The amount of candy shared by the class varies inversely with the number of students in the class. If there are 120 pieces of candy, how much would each student receive in a class of 30?

Nov 2, 2017

Each student will receive 4 pieces of candy.

Explanation:

Divide the number of pieces (pc) of candy by the number of students.

$\text{120 pc candy"/"30 students"="4 pc candy"/"1 student}$

Nov 2, 2017

Each student receives $4 p c s$ of candy.

Explanation:

The amount of candy $C$ varies inversely with the number $N$ of students in the class.

That tells is immediately that $\frac{C}{N} = 1$.
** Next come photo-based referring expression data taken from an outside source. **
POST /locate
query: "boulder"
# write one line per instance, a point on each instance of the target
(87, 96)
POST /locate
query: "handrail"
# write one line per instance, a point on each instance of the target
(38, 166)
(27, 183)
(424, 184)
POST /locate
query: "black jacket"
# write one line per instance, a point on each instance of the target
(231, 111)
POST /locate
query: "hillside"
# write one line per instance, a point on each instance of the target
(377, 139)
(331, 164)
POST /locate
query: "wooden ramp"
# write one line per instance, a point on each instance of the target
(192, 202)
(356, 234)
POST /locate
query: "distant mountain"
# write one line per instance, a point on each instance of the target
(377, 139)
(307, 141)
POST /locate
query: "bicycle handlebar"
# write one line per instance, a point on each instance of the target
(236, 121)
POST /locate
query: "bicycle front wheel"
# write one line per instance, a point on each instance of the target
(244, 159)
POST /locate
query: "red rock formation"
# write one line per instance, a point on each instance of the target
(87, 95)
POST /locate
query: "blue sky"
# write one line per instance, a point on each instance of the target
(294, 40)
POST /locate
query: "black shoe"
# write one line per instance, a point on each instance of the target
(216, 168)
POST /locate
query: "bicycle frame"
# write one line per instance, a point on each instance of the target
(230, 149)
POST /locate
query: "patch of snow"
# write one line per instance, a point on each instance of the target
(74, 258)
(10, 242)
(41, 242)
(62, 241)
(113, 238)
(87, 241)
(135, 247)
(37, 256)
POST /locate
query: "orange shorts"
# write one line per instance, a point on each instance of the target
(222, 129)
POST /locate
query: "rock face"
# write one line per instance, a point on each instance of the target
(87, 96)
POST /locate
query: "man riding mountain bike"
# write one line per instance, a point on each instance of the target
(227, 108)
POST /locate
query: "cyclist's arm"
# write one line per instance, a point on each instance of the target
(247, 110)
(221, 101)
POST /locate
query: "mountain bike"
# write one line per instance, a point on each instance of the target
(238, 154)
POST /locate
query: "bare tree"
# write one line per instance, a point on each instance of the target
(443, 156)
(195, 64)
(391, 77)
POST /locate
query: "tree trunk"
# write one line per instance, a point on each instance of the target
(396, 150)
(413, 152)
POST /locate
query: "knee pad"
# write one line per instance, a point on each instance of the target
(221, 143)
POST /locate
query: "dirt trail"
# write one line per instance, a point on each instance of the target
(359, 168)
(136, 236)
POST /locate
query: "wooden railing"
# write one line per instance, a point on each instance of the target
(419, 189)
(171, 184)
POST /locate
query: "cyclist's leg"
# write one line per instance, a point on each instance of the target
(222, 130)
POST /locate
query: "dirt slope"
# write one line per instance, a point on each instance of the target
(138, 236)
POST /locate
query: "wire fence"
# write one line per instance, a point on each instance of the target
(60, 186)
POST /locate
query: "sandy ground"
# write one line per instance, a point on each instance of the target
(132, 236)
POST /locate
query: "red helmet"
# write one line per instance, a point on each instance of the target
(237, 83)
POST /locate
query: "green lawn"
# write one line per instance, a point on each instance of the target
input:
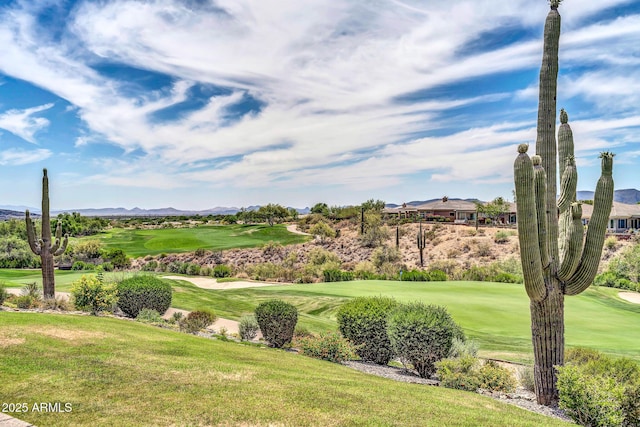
(211, 237)
(495, 314)
(119, 373)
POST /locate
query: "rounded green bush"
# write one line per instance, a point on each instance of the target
(363, 321)
(422, 335)
(277, 320)
(143, 291)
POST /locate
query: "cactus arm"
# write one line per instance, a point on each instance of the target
(31, 234)
(528, 226)
(602, 203)
(573, 244)
(540, 186)
(565, 141)
(62, 248)
(568, 185)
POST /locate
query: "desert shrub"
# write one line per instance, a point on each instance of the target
(117, 257)
(501, 237)
(597, 390)
(248, 328)
(222, 270)
(363, 321)
(612, 280)
(494, 377)
(435, 275)
(526, 378)
(462, 348)
(89, 293)
(147, 315)
(458, 373)
(193, 269)
(422, 334)
(81, 265)
(197, 320)
(26, 302)
(503, 277)
(57, 303)
(319, 256)
(277, 320)
(467, 373)
(265, 271)
(483, 249)
(143, 291)
(385, 254)
(3, 293)
(611, 242)
(150, 266)
(333, 275)
(329, 346)
(33, 290)
(322, 230)
(450, 267)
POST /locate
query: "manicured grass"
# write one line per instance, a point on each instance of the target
(211, 237)
(120, 373)
(495, 314)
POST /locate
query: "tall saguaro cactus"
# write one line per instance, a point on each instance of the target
(422, 243)
(556, 258)
(43, 246)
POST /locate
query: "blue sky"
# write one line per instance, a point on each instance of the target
(201, 103)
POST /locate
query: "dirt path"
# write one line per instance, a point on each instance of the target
(633, 297)
(210, 283)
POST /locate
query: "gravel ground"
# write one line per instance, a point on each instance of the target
(522, 398)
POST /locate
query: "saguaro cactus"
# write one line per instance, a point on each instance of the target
(44, 246)
(555, 261)
(422, 243)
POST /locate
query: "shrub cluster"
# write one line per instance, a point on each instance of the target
(467, 373)
(197, 320)
(143, 291)
(329, 346)
(424, 276)
(248, 328)
(363, 321)
(422, 335)
(277, 320)
(596, 390)
(335, 275)
(91, 294)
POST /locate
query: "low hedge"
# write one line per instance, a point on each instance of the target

In this case we are sharing the candy amongst students, so the multiplier is the number of pieces of candy each student receives $R$.

Then our operating equation is $\frac{C}{N} = 1 R = R$

Inserting given values: $\frac{C}{N} = R \to \frac{120 p c s}{30} = R = \left(4 p c s\right)$

So each student receives $4 p c s$ of candy.

If there were only 20 students in the next class sharing the same candy, the same formula could be used:

$\frac{C}{N} = R \to \frac{120 p c s}{20} = R = \left(6 p c s\right)$

So here, each student receives $6 p c s$ of candy.